I thought about you today. And yesterday. And every day since you've been gone. The smallest thing reminds me of you. Memories cross my mind at least once a day. I look down at my wrist and your face pops into my head. I listen to music and I think, "Wow, Jes would love this song." Anything elephant-related reminds me of you. I think of our matching Beanie Babies and I wonder where yours is. I look at Jersey and I think of how you are probably that only person that wouldn't get annoyed at her hyperactive behavior, because you would be right next to her, just as hyperactive. I wish she knew you.
I get sad. I get really sad that I can't hear your laugh or see your smile ever again. I will forever have to resort to old pictures and videos. I drive past Johnson Blvd and I want to turn right so bad. I want to lay in your bed and listen to your iPod. I want to cry. I know I'll never be able to hug and kiss you again. Never lay on your bed while you get ready for class. I will never forget the laughs, the cries, the fights and the makeups. All the running around we did at Sullivan. Dragging you to get French Vanilla Caps with me every morning at 8. The countless pool games. The end of semester massages. I was looking through those pictures the other day. You used to drive me nuts. All of the memories I have, I will forever cherish.
No one could have made my teenage and early adult years as amazing as you had. You have taught me so much and you have helped shape me into who I am today. You got me involved in so many things in high school that I would not have done on my own. You were always my shoulder and my rock. I know that I am not the only person who has gone through this. But we are the only ones that I care about. I care so much about the relationship that we held. If anyone has ever told me that it gets easier, they were wrong. Every day I am hurt and every day I will remain hurt. There is only one thing that can take this pain away. I, of course, know that it will never happen. I am NOT okay with that, but I have come to terms with it.
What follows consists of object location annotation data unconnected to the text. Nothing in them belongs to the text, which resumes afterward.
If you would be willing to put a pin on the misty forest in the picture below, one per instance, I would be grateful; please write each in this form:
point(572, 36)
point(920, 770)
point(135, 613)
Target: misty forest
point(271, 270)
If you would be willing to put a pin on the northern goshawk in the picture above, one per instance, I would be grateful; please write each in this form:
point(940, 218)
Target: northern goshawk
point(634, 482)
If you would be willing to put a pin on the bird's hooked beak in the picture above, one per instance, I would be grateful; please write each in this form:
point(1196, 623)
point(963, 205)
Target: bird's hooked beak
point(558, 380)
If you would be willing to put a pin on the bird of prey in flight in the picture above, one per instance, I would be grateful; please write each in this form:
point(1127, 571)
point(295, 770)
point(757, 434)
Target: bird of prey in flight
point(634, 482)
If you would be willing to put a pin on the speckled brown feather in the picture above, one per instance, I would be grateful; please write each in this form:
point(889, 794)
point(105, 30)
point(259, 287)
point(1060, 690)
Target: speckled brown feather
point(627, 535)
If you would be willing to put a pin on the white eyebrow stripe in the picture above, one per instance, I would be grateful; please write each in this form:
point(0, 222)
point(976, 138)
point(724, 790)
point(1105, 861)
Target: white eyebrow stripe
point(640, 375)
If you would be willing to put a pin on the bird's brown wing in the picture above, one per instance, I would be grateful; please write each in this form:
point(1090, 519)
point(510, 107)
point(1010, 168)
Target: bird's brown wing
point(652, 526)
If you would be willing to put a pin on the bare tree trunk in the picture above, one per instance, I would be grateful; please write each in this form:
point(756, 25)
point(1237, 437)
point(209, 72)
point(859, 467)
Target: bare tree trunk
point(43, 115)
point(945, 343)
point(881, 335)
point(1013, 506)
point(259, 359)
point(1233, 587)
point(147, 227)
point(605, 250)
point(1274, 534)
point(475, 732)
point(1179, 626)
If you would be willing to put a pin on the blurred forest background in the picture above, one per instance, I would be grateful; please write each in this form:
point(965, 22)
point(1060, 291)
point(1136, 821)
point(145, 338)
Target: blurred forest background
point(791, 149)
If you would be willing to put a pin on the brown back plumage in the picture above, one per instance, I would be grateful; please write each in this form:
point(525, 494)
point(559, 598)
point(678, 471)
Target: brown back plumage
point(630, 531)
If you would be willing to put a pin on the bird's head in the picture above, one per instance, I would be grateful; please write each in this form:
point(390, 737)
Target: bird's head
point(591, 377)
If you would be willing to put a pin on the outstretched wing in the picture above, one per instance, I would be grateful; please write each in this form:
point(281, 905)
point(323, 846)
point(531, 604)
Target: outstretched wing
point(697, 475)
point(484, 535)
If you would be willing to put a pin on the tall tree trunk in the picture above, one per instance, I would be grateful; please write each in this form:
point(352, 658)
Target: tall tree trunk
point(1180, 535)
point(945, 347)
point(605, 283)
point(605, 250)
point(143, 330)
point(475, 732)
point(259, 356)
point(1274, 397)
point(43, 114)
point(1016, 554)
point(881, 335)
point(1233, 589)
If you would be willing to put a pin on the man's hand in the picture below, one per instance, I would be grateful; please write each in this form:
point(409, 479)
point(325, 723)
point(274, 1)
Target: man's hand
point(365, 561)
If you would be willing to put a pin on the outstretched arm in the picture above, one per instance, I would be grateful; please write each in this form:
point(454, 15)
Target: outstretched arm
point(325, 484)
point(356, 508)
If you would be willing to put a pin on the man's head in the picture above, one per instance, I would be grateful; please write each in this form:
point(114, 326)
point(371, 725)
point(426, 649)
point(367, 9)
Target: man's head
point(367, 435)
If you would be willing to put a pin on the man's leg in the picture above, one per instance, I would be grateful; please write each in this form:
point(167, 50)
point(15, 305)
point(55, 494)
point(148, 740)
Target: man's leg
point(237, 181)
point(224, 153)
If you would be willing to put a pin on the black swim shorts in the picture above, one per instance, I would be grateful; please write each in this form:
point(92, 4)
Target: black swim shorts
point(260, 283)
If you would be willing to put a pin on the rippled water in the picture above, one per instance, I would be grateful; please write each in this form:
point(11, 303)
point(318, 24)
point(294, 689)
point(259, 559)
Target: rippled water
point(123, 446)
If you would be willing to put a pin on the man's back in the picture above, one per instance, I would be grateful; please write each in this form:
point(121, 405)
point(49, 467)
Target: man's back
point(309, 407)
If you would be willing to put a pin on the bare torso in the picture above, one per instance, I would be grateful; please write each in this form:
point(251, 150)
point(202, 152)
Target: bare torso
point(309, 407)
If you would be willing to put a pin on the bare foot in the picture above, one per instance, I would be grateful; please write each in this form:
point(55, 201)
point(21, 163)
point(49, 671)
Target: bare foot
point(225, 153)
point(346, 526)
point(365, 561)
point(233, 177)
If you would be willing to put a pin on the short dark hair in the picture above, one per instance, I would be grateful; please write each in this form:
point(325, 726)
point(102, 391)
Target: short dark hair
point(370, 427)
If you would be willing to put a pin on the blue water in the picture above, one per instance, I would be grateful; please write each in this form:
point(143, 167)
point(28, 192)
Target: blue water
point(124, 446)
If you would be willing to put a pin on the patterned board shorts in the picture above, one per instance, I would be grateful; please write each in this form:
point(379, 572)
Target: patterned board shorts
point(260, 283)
I am happy that you are not in pain anymore, and you will never feel pain again. And most importantly, I will continue to think about you every day, and I am most certainly okay with that. The memories of you are the best ones that I have. And Kelly, if you are reading this, I love you and I want to spend more time at the house, if any at all. But I am not ready for the realness that comes along with that, and I do not want it to set in. I'm not sure that I will ever be ready. But along with Jes, you are always in my thoughts, and I love you both.